A metaphor for the danger of a broken colonial Weltanschauung
The West has lost the power it once held because its Weltanschauung has collapsed.
In a passage in this chapter, Ross presents his understanding of the nature of Weltanschauung: he argues that Europe has colonized the world successfully because it has interpreted the world and engaged with it through a colonial worldview. The strength of its will has transferred this interpretative framework to the colonized, who have accepted it either as the truth or as insuperable reality. But now, this Weltanschauung is in decline, and the rise of the colonized peoples can only be staved off by the timely introduction of a new, equally powerful Weltanschauung:
“Through the centuries, we have strode carrying a precious vessel, one permeated with holiness and immanent power, and permeated with our calling to be its bearer. With time, we have brought all of the people of the world to believe in the truth of this vessel, or, more accurately, we have convinced ourselves that they believe in it. Without us noticing, however, this vessel has shattered, and we now only carry its shards. But we keep striding, as if it were whole, and as if we were still carrying the the key to power and salvation in our hands.

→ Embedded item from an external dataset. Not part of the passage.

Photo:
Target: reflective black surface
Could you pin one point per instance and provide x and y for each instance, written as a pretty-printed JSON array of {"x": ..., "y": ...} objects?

“The other races, though, the colored peoples, the disdained who long struggled against accepting our ways of life, are now grabbing at the shards, whether trustful and blinded by their former brilliance, or in the knowledge that they are just ruins, and with the ulterior motive of using the sharp shards as weapons, should the situation arise, against the dominating white race that they have always hated”.
The colonial Weltanschauung has not only become obsolete, but also a danger to the Europeans who continue to hold it.
Colin Ross. Das alte Weltbild und die Hypothese eines neuen. In: Die Welt auf der Waage: Der Querschnitt von 20 Jahren Weltreise. 29. Aufl. Leipzig: F. A. Brockhaus; 1937 ; 13-27.